Q. Any early leadership lessons for you?
A. My father was C.E.O. of a manufacturing company in South Africa. He wasn’t entrepreneurial, though. He worked for the same company his whole career. He just made his way up from an engineer to running the company. We sort of grew up with business around the dinner table. I have two older brothers. One had his first C.E.O. gig when he was 24, and the other has always had his own companies. I went into law, then spent 10 years in investment banking before deciding that I wanted to do my own thing.
Q. Tell me more about those dinner-table conversations.
A. More often than not, the conversation had to do with both the challenges and the joy in managing people. And he had challenges that I have not had to face because he had thousands of workers in apartheid South Africa. We were brought up in a very liberal household, so he felt very strongly about what his obligations were toward his people.
Q. Were there certain expressions he would often use with you?
A. The main ones were around your word and reputation. He would always say you could spend a lifetime creating a good reputation, and you could lose it with just one bad judgment. Always focus on the long term, because the short term is, by definition, short. And he would say: “Jonathan, you talk too much. There’s a reason you have two ears and one mouth. If you’d shut your mouth, you might learn something.”
Q. And what were your school years like?
A. I was a rebel. I was challenging authority all the time. It’s partially my personality and partially my upbringing. Because of growing up in South Africa, I associated authority with bad stuff. So whenever somebody told me to do something or not to do something, I would challenge it.
Q. And after college?
A. I went to study law in London. I had decided when I was 7 that I was going to be a lawyer because everybody told me that I was so articulate and argumentative and kind of difficult, so I should be a lawyer. But I didn’t like it. It felt almost like an extension of the private school and Oxford-Cambridge system in England.

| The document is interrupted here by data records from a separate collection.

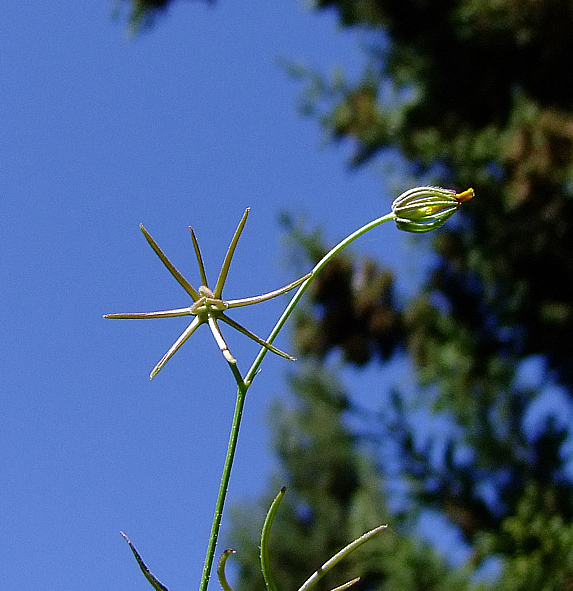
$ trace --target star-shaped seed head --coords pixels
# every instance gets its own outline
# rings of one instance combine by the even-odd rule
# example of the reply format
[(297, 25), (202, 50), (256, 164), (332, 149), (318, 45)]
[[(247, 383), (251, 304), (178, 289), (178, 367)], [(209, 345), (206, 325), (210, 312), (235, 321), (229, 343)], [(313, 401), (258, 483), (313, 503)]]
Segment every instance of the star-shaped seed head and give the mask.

So I began working at an investment bank, and I stayed for 10 years, working with entrepreneurial and smaller companies until I decided to build a business myself.
Q. What are other leadership lessons you’ve learned from running Getty Images?
A. I’ve learned a lot from my executive coach. Anytime someone came to me to show me their work, I would critique it. I would almost behave like a schoolteacher — my mother was a teacher — and bring out the metaphorical red pen. And what I didn’t appreciate at the time is that before you mess around the edges, you’ve got to say to yourself, “Am I going to make this significantly better, or am I going to make it only 5 or 10 percent better?” Because in fiddling over the small stuff, you take away all the empowerment. Basically it no longer becomes that person’s work. And after a while, those people get into the habit of giving you incomplete work, and then you have to do it for them.
I also used to always debate and argue whatever point was under discussion. And my coach said: “You’ve got to stop. You’ve got to pause, and think, ‘Are you debating the point to get a better outcome or because you just like getting the last word and you like winning?’ If you’re debating to get a better outcome, absolutely do it. If you’re debating because of the latter, cut it out.”
Q. You’ve taken the company from a start-up to about 2,000 employees. What are your thoughts about fostering culture?
A. I learned very quickly that titles, especially mine, do not matter, and that you have to find ways to get people to do things because they think it’s the right thing to do, and so you need to explain the reasons behind your decisions.
We also went through a period when we acquired a lot of companies, and everybody was still feeling like they belonged to their original team rather than being part of Getty Images. So I wrote seven leadership principles, and they are still the bedrock of the company.
Q. What are they?
A. The first is “trustworthiness, transparency and openness;” followed by “the obligation to care;” “lead by example;” and “raise the bar.” Then “one voice, collective responsibility,” which is about creating a culture of us and we, not me and I. Next is “bring me solutions,” because in a lot of organizations the person who points out a problem gets credit. Here, you’ve got to also come up with a solution. And, finally, “no silos.” Every year, everybody is rated on how well they live up to those principles.
Q. How do you hire?
A. I always ask, “Of all the jobs you’ve done, what was your favorite?” Then I’ll ask, “Why?” And I always ask: “What do you enjoy most about working and what do you enjoy least? And what do you do when you’re not working?” I’m really trying to put together the person’s narrative.
Q. And when a new hire hasn’t worked out, what’s typically been the problem?
A. One problem is when people don’t ask enough questions, and have too many opinions. They don’t spend enough time trying to understand the business, the people and the culture, and they reach conclusions too quickly. And then the company turns against them because they were disrespectful to what we’ve achieved, or think we’ve achieved.
Q. What advice would you give to college seniors?
A. Be open to anything. And I don’t say “follow your passion,” because you usually don’t know what your passion is when you’re that age. You can’t. So I’ve always told people you’ve just got to be open to stuff. Expect the unexpected, and then prepare for it.